It's not only unfair, but completely ridiculous to blame Intel for everyone's mistakes. This of course doesn't diminish the severity of the problem, but makes them all sinners.
Some refers to these issues with speculative execution as "Meltdown" and "Spectre", Google divides it into three classes, and ARM divides it into "four". All modern x86 (both Intel and AMD), most ARM processors and even IBM Power are affect by one or more of these exploits. It's worth mentioning that these are not production errors or tapeout mistakes, these are all logical design errors. So why does very different designs have similar mistakes? Simply because engineers are prone to do similar mistakes and assumptions when tackling similar problems. This is why it's simple to find many new problems once we've discovered one new class of mistakes.
Something tells me there will be even more exploits found soon, with this many people exploring these new approaches and the embargo being lifted next Tuesday.
Most sites, including TPU, incorrectly refers to these bugs as VM related, but they're not. These bugs are related to leaking of
virtual memory, which is the method of separating the address space of each process and of course kernel memory. This is done in every modern operating system, and is one of the primary tasks of the OS kernel itself. The process involves something called "paging", which are small chunks of memory mapped into a continuous address space for each process, while it in reality are fragmented chunks spread throughout the physical address space.
A user space process is only allowed to access it's own memory, attempting to access memory outside this range will result in a
page fault. These new exploits involves techniques to make the CPU leak small parts of unaccessible kernel memory. It seems like you can only get a few bytes at the time, and Google achieved something like ~2kB/s, so it will take a while to dump all of the memory… But provided you can dump arbitrary memory this way, any single user space process can
in theory* dump the entire system memory, including memory of other processes and the kernel itself.

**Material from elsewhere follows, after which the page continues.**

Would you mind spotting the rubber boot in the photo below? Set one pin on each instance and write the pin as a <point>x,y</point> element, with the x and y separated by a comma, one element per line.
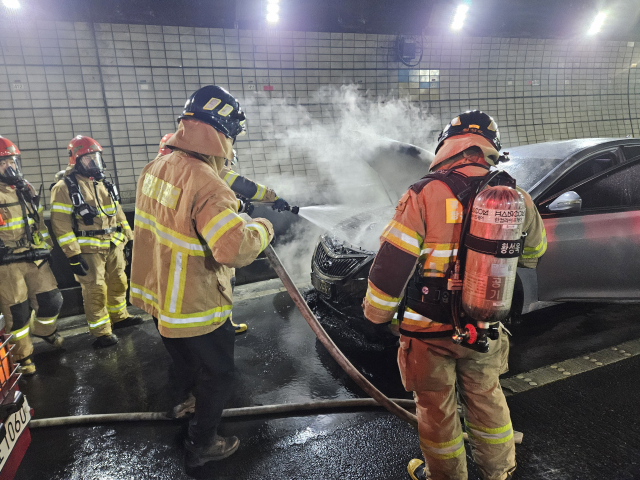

This is where Virtual Machines actually comes in, since VMs technically only is a process on a host machine. So if one process can access the memory of any other process, it would mean one VM can access the memory of another VM as well. This is a serious exploit vector since cloud providers make their living off allowing people to run their own VMs on the same host.
But as mentioned, the exploit itself has nothing to do with VMs.
Any specially crafted program with the right system calls executed on a machine will be able to do it. So going back to your question, does this apply to your desktop machine? Yes, if you run any executable which is not trusted. But, this is not limited to standalone programs, but also JIT programs like Java applets or Java apps on your phone, various scripts, etc. The big question remains if JavaScript in Web Browsers are able to execute this. I'm not sure yet if it's possible, but evidently both Google and
Mozilla thinks there might be a risk. If this turns out to be feasable, then these exploits become much worse than for VMs, since it will allow any web page to scan through system memory for things like encryption keys, passwords, etc. ,
and then it's really bad!
*) Why in theory? At this rate the memory is likely to change rapidly while dumping it, so making a complete dump will be hard.
These exploits is about leaking memory, not backdoors.
BTW, Windows has had a "service backdoor" since 95…
Because AMD is bug-free? Have you even followed this subject? AMD is affected as well.
AMD also incorporate a security processor like Intel, and it's not that many months ago that AMD refused to admit a serious stability issue which they dismissed as a "performance bug marginally affecting Linux", despite it having no relation to Linux nor performance. All of these vendors will always downplay or dismiss problems, even when they are fully aware.
Edit:
AMD PSP Affected By Remote Code Execution Vulnerability
Both Intel, AMD and ARM has been aware of these new bugs since last summer.
These performance numbers are referring to the performance in edge cases with Linux kernel KPTI patches which were made in a rush to circumvent the problem. It's very likely that better OS patches combined with firmware tweaks will reduce this slowdown. Many workloads, such as gaming and video encoding should not be affected.
You mean old 486 cpus from AMD, right? All modern AMD CPUs are affected.
This all depends on this being exploitable through JavaScript, which "everyone" executes happily. It's already known to be exploitable through JIT compiled stuff such as Android apps and Java applets. See my longer paragraph above.